# What is It?



## tracguy (Nov 8, 2013)

hey guys just recently moved to a new house and found this sitting in the back. i cant find out who makes this thing was wondering if you guys had any ideas ?


----------



## pogobill (Jan 31, 2012)

Looks like a 1970's MTD made for TSC. So, where have you been these last few years?


----------



## Guest (Dec 6, 2018)

MTD 860 or Fourteen Hundred, 14hp B&S engine with a Peerless 2300 4 spd transaxle, very heavy duty tractors that were sold in around 23 differant colors and badges


----------



## tracguy (Nov 8, 2013)

pogobill said:


> Looks like a 1970's MTD made for TSC. So, where have you been these last few years?
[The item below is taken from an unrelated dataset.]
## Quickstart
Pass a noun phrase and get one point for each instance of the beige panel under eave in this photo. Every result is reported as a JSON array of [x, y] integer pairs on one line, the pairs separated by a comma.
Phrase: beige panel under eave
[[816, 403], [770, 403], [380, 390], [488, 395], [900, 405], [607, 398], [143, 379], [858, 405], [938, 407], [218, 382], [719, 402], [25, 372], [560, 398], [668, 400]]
Oh ok cool .Been very busy alst couple of years no time for projects.


----------



## tracguy (Nov 8, 2013)

Lance Skene said:


> MTD 860 or Fourteen Hundred, 14hp B&S engine with a Peerless 2300 4 spd transaxle, very heavy duty tractors that were sold in around 23 differant colors and badges


Oh ok thanks that will help .Im going to try to find a manual it has some wiring isuuses .Want to try to get it running


----------



## tracguy (Nov 8, 2013)

Do you know where i could possibly find a manaual for it ?


----------



## Hoodoo Valley (Nov 14, 2006)

I'd look to ebay for a manual.


----------



## Guest (Dec 6, 2018)

I just uploaded it to the manual section


----------



## Guest (Dec 6, 2018)

I have the same basic tractor except with a 16hp engine and a differant grill


----------



## tracguy (Nov 8, 2013)

Lance Skene said:


> I just uploaded it to the manual section


Awesome thanks so much


----------



## tracguy (Nov 8, 2013)

Ohhh ok cool !!!!


----------